DESCRIPTION (provided by applicant): This proposal is to continue our studies of brain aging in rhesus macaques that have been calorically restricted since 1989 or 1994. We will investigate processes and mechanisms that may explain why caloric restriction (CR) exerts a salutary effect on the brain. The key hypothesis is that a metabolic shift occurs due to CR. In this study we will employ a powerful array of investigative tools: MRI to examine longitudinal change in brain morphology, FDG PET to examine glucose metabolic function, detailed cognitive and behavioral testing to examine executive, memory and fine motor dexterity, and on the animals that have died due to natural causes throughout the course of the long-running study, we will examine the brain in fine detail for neuropathologic features and for key indicators of metabolic changes. Aim 1 of this study examines longitudinal change on brain MRI including volumetric changes, and iron deposition changes. In addition we will employ newer scan sequences to obtain greater characterization of white and gray matter. Aim 2 will examine cognitive and motor function using an already existing touch screen response system. Aim 3 examines fine-grained neurohistopathology features including histological characterization of beta amyloid, tau, p-tau, synaptic density, and reactive astrocytes (GFAP). Aim 4 examines the central hypothesis that CR induces an upregulated state of energy metabolism in the brain assessed in vivo with PET FDG and in situ with assays of key metabolic regulators PGC-1a, SIRT1, mTOR, and AMPK. Finally Aim 5 provides an integrative Aim examining associative convergence among the various markers in the study that would lead us to conclude that CR retards the aging process in multiple domains. The significance of this project is quite high since body weight is a modifiable risk factor for disease. In order for CR or CR mimetics to be applied in humans it is critical to understand the effect of CR on the brain in a primate model. In this project we will attain a comprehensive and completely novel set of data on the long-term (18-23 years) effects of CR on the brain and behavior. The powerful combination of the metabolic and structural imaging, cognitive assessment and in-situ brain assays obtained in this multidisciplinary and translational project will lead to better understanding of the mechanisms by which CR affects the brain.

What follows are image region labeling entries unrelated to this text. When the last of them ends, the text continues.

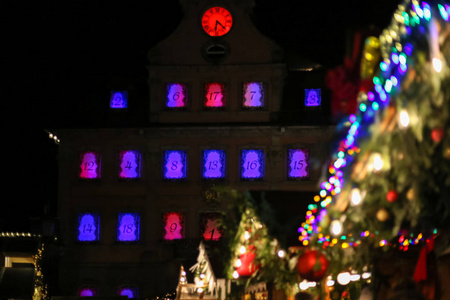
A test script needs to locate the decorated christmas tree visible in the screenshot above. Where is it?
[299,0,450,296]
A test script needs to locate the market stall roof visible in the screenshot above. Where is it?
[0,268,34,300]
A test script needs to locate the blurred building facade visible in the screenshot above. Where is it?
[55,0,333,298]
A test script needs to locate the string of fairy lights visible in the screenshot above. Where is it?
[298,0,450,251]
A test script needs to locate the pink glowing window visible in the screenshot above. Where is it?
[119,150,141,179]
[78,287,97,297]
[202,150,225,179]
[109,91,128,108]
[166,83,188,108]
[241,149,264,180]
[305,89,322,106]
[164,212,184,241]
[205,82,225,108]
[242,82,264,108]
[117,213,140,242]
[78,213,100,242]
[287,149,309,179]
[80,152,100,179]
[117,286,138,299]
[200,213,223,241]
[163,150,187,180]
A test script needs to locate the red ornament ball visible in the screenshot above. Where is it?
[296,250,330,281]
[386,190,398,202]
[431,128,445,143]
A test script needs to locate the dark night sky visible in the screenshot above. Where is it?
[0,0,398,230]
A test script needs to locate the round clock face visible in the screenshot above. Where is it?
[202,6,233,36]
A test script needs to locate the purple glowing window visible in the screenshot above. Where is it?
[118,286,138,299]
[78,287,97,297]
[200,213,223,241]
[202,150,225,179]
[205,82,225,108]
[117,213,140,242]
[163,150,187,180]
[119,150,141,178]
[305,89,322,106]
[78,213,100,242]
[164,212,184,241]
[242,82,264,108]
[288,149,309,179]
[241,149,264,179]
[109,91,128,108]
[166,83,187,108]
[80,152,100,179]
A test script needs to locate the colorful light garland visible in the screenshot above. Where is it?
[298,0,450,251]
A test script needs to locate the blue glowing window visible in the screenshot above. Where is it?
[166,83,188,108]
[80,152,101,179]
[78,287,97,297]
[117,286,138,299]
[241,149,264,180]
[202,149,225,179]
[78,213,100,242]
[163,150,187,180]
[287,149,309,179]
[109,91,128,108]
[205,82,225,108]
[117,213,140,242]
[305,89,322,106]
[242,82,264,108]
[164,212,184,241]
[119,150,141,178]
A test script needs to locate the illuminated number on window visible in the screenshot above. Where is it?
[247,160,258,170]
[164,150,186,179]
[119,150,141,178]
[200,213,223,241]
[241,149,264,179]
[117,213,140,242]
[164,212,184,240]
[109,91,128,108]
[202,150,225,179]
[78,213,99,242]
[166,83,187,108]
[242,82,264,108]
[288,149,309,179]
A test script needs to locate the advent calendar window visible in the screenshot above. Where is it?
[242,82,264,108]
[117,213,140,242]
[119,150,141,179]
[163,150,187,180]
[80,152,100,179]
[305,89,322,107]
[77,213,100,242]
[240,149,264,180]
[200,213,223,241]
[164,212,184,241]
[78,287,97,297]
[204,82,225,108]
[202,149,225,179]
[287,149,309,179]
[117,286,138,299]
[166,83,188,108]
[109,91,128,109]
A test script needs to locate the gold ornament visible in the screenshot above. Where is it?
[377,208,389,222]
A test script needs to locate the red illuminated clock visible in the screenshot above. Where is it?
[202,6,233,36]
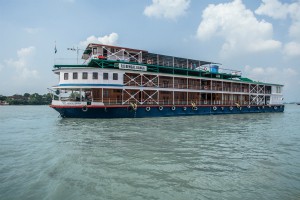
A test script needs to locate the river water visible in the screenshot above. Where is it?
[0,105,300,200]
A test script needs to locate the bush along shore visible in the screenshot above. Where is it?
[0,93,52,105]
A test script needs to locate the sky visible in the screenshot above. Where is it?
[0,0,300,102]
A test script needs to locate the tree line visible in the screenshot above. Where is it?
[0,93,52,105]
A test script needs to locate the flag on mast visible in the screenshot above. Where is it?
[54,40,57,53]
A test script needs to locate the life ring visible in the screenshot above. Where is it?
[82,106,88,112]
[130,103,137,110]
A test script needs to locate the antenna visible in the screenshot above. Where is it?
[67,46,83,65]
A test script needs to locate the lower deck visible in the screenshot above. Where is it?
[51,104,284,118]
[55,88,274,106]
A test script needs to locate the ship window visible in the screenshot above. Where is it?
[73,72,78,79]
[82,72,87,79]
[93,72,98,79]
[93,48,97,55]
[103,73,108,80]
[103,90,109,98]
[113,73,118,80]
[64,73,69,80]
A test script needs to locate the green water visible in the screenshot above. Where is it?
[0,105,300,200]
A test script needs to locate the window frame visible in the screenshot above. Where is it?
[82,72,89,80]
[103,72,109,80]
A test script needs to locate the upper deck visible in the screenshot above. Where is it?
[54,43,277,85]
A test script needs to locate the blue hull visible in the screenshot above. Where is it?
[52,105,284,118]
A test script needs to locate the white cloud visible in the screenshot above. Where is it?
[255,0,300,39]
[5,46,38,79]
[196,0,281,56]
[79,33,119,47]
[24,28,41,34]
[283,42,300,57]
[255,0,289,19]
[255,0,300,57]
[144,0,190,20]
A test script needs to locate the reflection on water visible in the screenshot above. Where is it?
[0,105,300,200]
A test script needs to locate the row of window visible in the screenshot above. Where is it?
[64,72,118,80]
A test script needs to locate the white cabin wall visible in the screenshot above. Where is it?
[270,85,283,104]
[59,68,124,86]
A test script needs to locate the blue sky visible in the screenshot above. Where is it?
[0,0,300,101]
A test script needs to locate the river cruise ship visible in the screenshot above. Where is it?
[50,43,284,118]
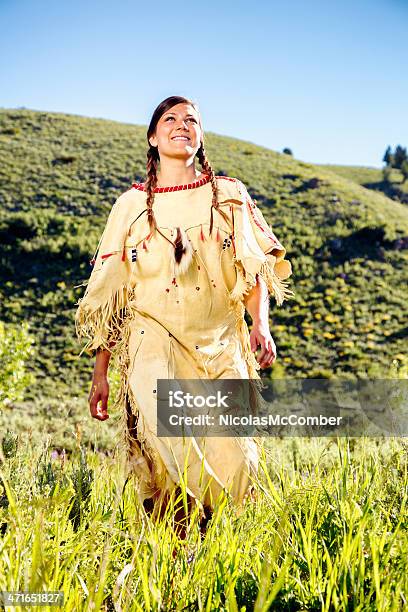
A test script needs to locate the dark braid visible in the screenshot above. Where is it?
[144,146,173,244]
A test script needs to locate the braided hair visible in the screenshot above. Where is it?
[144,96,228,253]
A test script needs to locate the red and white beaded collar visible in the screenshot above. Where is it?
[132,174,211,193]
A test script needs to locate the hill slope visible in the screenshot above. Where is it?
[0,109,408,444]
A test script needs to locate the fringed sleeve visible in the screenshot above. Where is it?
[75,198,134,355]
[231,180,295,306]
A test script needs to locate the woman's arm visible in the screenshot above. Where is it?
[244,274,276,368]
[88,342,115,421]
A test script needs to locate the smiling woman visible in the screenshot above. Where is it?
[76,96,294,537]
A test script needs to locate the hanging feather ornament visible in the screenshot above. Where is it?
[171,227,193,276]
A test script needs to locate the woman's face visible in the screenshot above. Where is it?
[149,103,202,158]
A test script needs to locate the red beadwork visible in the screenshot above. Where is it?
[132,174,211,193]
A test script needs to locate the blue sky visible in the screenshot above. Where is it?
[0,0,408,167]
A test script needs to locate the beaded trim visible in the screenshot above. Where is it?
[131,174,235,193]
[132,174,211,193]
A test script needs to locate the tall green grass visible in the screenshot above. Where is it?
[0,437,408,611]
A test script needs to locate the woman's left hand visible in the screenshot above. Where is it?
[249,322,276,369]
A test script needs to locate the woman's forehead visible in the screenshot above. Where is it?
[163,103,199,117]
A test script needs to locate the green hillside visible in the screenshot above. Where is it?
[0,109,408,443]
[317,164,408,204]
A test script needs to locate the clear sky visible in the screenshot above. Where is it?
[0,0,408,167]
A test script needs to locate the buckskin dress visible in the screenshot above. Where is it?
[75,174,294,510]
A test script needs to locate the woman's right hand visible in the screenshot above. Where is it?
[88,373,109,421]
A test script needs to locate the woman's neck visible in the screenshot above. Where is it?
[156,167,203,187]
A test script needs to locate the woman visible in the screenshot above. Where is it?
[76,96,294,537]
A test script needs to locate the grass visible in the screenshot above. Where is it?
[0,438,408,611]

描述（由申请人提供）：本提案旨在继续我们对自 1989 年或 1994 年以来一直限制热量的恒河猴大脑老化的研究。我们将研究可能解释为什么热量限制 (CR) 对大脑产生有益作用的过程和机制。关键假设是 CR 导致代谢转变。在这项研究中，我们将采用一系列强大的研究工具：MRI来检查大脑形态的纵向变化，FDG PET来检查葡萄糖代谢功能，详细的认知和行为测试来检查执行能力、记忆力和精细运动灵活性，对于在整个长期研究过程中因自然原因死亡的动物，我们将详细检查大脑的神经病理学特征和代谢变化的关键指标。本研究的目标 1 检查脑 MRI 的纵向变化，包括体积变化和铁沉积变化。此外，我们将采用更新的扫描序列来获得白质和灰质的更多特征。目标 2 将使用现有的触摸屏响应系统检查认知和运动功能。目标 3 检查细粒度的神经组织病理学特征，包括 β 淀粉样蛋白、tau、p-tau、突触密度和反应性星形胶质细胞 (GFAP) 的组织学特征。目标 4 检验了一个中心假设，即 CR 会诱导大脑能量代谢状态上调，并通过 PET FDG 进行体内评估，并通过关键代谢调节因子 PGC-1a、SIRT1、mTOR 和 AMPK 进行原位检测。最后，目标 5 提供了一个综合目标，检查研究中各种标记之间的关联收敛性，这将使我们得出结论，CR 在多个领域延缓了衰老过程。该项目的意义非常重大，因为体重是疾病的一个可改变的危险因素。为了将 CR 或 CR 模拟物应用于人类，了解 CR 对灵长类动物模型中大脑的影响至关重要。在这个项目中，我们将获得一组全面且全新的数据，了解 CR 对大脑和行为的长期（18-23 年）影响。在这个多学科和转化项目中获得的代谢和结构成像、认知评估和原位大脑检测的强大结合将有助于更好地理解 CR 影响大脑的机制。